M5. Raw-vs-corrected price framing risks a bait-and-switch. The abstract promises “the real ENIGH 2018 data behind Nava & Dong (2022),” but the body presents only raw unit-value results and a table caption points to a corrected-price comparison the body never shows.
m3. [abstract] Dense with unglossed jargon for a non-economist — “Tobit,” “Stone price index,” “translog,” “QUAIDS,” “bias floor” → lightly gloss the most technical terms.

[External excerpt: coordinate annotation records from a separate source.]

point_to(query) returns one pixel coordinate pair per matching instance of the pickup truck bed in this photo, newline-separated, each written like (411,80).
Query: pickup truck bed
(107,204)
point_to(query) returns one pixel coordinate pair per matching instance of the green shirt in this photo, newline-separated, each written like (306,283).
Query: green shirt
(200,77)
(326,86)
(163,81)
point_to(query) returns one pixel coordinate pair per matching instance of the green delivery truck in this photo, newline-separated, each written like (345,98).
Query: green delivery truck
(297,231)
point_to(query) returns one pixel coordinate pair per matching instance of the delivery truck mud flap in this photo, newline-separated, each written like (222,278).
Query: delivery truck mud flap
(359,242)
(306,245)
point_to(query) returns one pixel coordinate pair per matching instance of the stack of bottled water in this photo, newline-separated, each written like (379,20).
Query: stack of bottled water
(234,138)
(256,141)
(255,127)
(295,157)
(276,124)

You stay in control. The report is a checkpoint, not an autopilot. Each comment is laid out so
you can apply it, park it, or strike it — here the author declines one comment (“Drop M3, ENIGH is
very well known in the censored demand literature”) and it’s recorded in declined.md with that
reason while the rest are applied.

Crucially, the skill read the actual repo rather than fabricating, which is what surfaced the real M1 finding, and it changed only prose — “no estimate, number, or claim was changed anywhere.” What landed in the manuscript were writing fixes (a provenance paragraph, a variable-definition table, plain-English variable names, a glossed abstract, a consistent decimal format). What it would not touch — and parked for the author instead — were things requiring new analysis or judgment (regenerating tables, a cold-start Monte-Carlo, the weighting decision). That line is exactly the point of the disclaimer at the top.

Running it — what to expect
A run is a long, token-heavy agentic session rather than a single prompt. The referee reads the whole manuscript cold, walks every checklist item, and — in loop mode — does it again each round to verify the last round’s fixes. Because the conversation transcript is re-read on every turn, the bulk of what the session consumes is context being read back, not new text being written, and a full multi-round run takes on the order of tens of minutes of wall-clock.

A few habits keep a run lean:
- Use a smaller
--loop. Most of the value — the cold review plus one revision — lands in the first round or two; a third round is mostly a verification pass.--loop 1is the cheapest useful unit,--loop 2captures nearly everything. - Let it run autonomously. Each mid-run nudge adds a turn, and every turn re-reads the whole transcript. One well-specified kickoff costs less than many small interruptions.
- Shorter manuscripts cost less per round, since the cold-review referee re-reads the full paper on every round.
Installation
The skill must live in ~/.claude/skills/ to be active. Clone it there, or clone anywhere and
symlink:
git clone git@github.com:noejn2/revise-applied-paper.git
ln -s "$(pwd)/revise-applied-paper" ~/.claude/skills/revise-applied-paper
Then run /revise-applied-paper <your-draft> in any project.
Credit
All of the substance here is Marc F. Bellemare’s. The checklist is a distillation of his How to Write Applied Papers in Economics (September 2020), a chapter from his book Doing Economics (MIT Press). For the real thing, read the original paper and his blog on academic writing — and Keith Head’s Introduction Formula, which it relies on.